Monday, August 3, 2009

27-28 July 1794/9-10 Thermidor Year 2: Overthrow of Robespierre and the Radical Revolutionaries

On the night of 9 Thermidor of the Year II of the French Republic, a sordid alliance of convenience between conservatives and bloodthirsty ultraradicals arrested Maximilien Robespierre and his allies on the Committee of Public Safety. The next day the plotters had their victims summarily executed.

Introducing his fundamentally dishonest edition of Robespierre's papers, which deliberately falsified the record through selectivity and distortion, Edme-Bonaventure Courtois painted Robespierre as at once weak, vain, and sinister, willing to do anything to achieve his selfish ends:
Jeter dans les fers les talens, l'esprit, la vertu, la science et les richesses; imprimer la terreur à tous, au point que ceux qui n'étaient point incarcérés, n'osassent parler, de peur de l'être: et pour imprimer cette terreur, faire sortir de terre des guillotines, semer par-tout des tribunaux à la Fouquier, à la Dumas; enchaîner la plume des journalistes contraire à ses vues . . .
(Rapport fait au nom de la Commission chargée de l'examen des papiers trouvés chez Robespierre et ses complices . . . {Paris: Conventional Nationale, An 3}, 31)
For his opponents, it was the end of tyranny.

Seen from a more modern and sober perspective, it was the end of the socially most progressive phase of the French Revolution.

Robespierre, whose reputation has suffered for some two centuries from the blind hostility and tendentious distortions of his enemies, was in fact a far more complex and tragic figure than either they or most of us even today realize.
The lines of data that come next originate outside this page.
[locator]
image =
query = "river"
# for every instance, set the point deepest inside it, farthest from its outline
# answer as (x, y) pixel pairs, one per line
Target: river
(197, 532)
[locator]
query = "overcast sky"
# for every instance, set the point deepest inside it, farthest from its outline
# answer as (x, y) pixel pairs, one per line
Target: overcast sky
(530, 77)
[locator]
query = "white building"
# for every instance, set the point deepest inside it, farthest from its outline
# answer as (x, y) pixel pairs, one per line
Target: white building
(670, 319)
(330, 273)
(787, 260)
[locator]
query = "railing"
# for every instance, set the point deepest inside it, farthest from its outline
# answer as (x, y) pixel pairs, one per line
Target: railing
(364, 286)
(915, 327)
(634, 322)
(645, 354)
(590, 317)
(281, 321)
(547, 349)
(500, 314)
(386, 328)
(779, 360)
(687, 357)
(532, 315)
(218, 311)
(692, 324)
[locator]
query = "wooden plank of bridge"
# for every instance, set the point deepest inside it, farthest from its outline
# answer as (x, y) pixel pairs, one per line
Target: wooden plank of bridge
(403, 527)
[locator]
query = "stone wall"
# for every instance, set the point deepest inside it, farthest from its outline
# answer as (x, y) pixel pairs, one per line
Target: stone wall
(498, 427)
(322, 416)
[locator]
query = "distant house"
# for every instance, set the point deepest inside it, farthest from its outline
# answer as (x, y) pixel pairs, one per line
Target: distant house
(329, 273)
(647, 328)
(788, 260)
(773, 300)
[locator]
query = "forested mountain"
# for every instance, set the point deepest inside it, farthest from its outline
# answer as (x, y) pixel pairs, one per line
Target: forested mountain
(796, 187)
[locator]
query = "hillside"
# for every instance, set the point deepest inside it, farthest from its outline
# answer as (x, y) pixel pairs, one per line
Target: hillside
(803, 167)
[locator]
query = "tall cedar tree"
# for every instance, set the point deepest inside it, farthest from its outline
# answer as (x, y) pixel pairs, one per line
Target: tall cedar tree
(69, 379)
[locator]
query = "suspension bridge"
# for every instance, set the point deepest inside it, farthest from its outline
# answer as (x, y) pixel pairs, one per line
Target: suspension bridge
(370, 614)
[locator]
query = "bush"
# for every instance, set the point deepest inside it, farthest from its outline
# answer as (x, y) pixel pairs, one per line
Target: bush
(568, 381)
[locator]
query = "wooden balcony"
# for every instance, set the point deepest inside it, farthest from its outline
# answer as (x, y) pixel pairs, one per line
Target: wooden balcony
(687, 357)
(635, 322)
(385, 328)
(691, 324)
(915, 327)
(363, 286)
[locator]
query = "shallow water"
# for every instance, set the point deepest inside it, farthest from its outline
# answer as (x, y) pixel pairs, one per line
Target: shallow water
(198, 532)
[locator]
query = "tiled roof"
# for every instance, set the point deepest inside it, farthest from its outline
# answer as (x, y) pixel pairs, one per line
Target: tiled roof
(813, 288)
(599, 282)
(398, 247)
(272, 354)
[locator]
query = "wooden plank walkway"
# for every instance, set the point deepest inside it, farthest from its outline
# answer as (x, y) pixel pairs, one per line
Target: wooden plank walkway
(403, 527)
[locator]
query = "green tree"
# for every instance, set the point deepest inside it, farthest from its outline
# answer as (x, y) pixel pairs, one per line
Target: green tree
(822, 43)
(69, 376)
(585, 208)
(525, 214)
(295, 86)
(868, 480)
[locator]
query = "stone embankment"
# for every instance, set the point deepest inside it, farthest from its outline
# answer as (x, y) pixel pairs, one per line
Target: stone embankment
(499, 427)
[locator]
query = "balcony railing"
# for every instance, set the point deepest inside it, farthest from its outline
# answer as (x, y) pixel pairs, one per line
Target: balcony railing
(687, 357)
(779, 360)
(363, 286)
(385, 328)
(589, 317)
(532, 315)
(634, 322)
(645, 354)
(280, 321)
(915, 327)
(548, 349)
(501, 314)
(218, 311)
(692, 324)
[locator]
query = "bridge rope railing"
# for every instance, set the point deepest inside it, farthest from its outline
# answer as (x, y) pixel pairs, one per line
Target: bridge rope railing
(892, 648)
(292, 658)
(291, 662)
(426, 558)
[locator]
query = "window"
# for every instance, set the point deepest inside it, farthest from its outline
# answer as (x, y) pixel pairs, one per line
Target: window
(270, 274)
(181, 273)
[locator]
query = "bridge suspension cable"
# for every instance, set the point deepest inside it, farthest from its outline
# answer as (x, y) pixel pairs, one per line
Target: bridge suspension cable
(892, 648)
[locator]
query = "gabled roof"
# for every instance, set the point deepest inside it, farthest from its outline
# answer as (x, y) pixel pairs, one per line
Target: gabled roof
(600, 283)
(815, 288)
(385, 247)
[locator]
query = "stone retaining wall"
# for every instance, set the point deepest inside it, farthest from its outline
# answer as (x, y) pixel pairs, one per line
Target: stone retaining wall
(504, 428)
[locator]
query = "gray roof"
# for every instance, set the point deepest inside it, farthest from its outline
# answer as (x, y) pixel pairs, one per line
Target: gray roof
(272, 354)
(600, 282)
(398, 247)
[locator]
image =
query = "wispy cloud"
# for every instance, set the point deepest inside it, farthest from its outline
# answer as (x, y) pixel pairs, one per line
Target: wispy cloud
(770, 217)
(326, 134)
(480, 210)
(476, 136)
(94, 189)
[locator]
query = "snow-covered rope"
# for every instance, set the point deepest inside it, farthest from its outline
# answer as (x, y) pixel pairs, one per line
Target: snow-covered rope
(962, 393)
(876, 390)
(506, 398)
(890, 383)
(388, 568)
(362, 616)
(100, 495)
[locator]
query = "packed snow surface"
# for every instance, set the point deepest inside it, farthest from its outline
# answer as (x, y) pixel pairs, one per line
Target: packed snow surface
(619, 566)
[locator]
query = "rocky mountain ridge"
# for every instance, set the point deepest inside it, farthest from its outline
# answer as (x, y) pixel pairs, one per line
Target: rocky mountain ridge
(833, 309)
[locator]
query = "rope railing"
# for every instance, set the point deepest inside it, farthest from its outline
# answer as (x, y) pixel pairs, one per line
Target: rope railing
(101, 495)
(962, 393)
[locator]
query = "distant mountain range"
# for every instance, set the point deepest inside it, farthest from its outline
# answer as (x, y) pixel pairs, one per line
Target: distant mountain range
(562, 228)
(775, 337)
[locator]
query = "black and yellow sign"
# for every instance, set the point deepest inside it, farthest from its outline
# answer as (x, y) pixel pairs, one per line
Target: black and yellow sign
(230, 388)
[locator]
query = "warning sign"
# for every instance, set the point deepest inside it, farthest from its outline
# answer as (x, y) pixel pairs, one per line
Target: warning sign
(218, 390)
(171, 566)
Far from being a bloodthirsty monster, the man who had in his early career opposed the death penalty and later argued against attempting to promulgate political principles (we might call it regime change today) by military conquest, wrestled throughout his career with the problem of reconciling political reform and democracy when both concepts were new and untested, under crisis conditions:
It is the function of government to guide the moral and physical energies of the nation toward the purposes for which it was established.

The object of constitutional government is to preserve the Republic; the object of revolutionary government is to establish it.

Revolution is the war waged by liberty against its enemies; a constitution is that which crowns the edifice of freedom once victory has been won and the nation is at peace.

The revolutionary government has to summon extraordinary activity to its aid precisely because it is at war. It is subjected to less binding and less uniform regulations, because the circumstances in which it finds itself are tempestuous and shifting, above all because it is compelled to deploy, swiftly and incessantly, new resources to meet new and pressing dangers.

The principal concern of constitutional government is civil liberty; that of revolutionary government, public liberty. Under a constitutional government little more is required than to protect the individual against abuses by the state, whereas revolutionary government is obliged to defend the state itself against the factions that assail it from every quarter.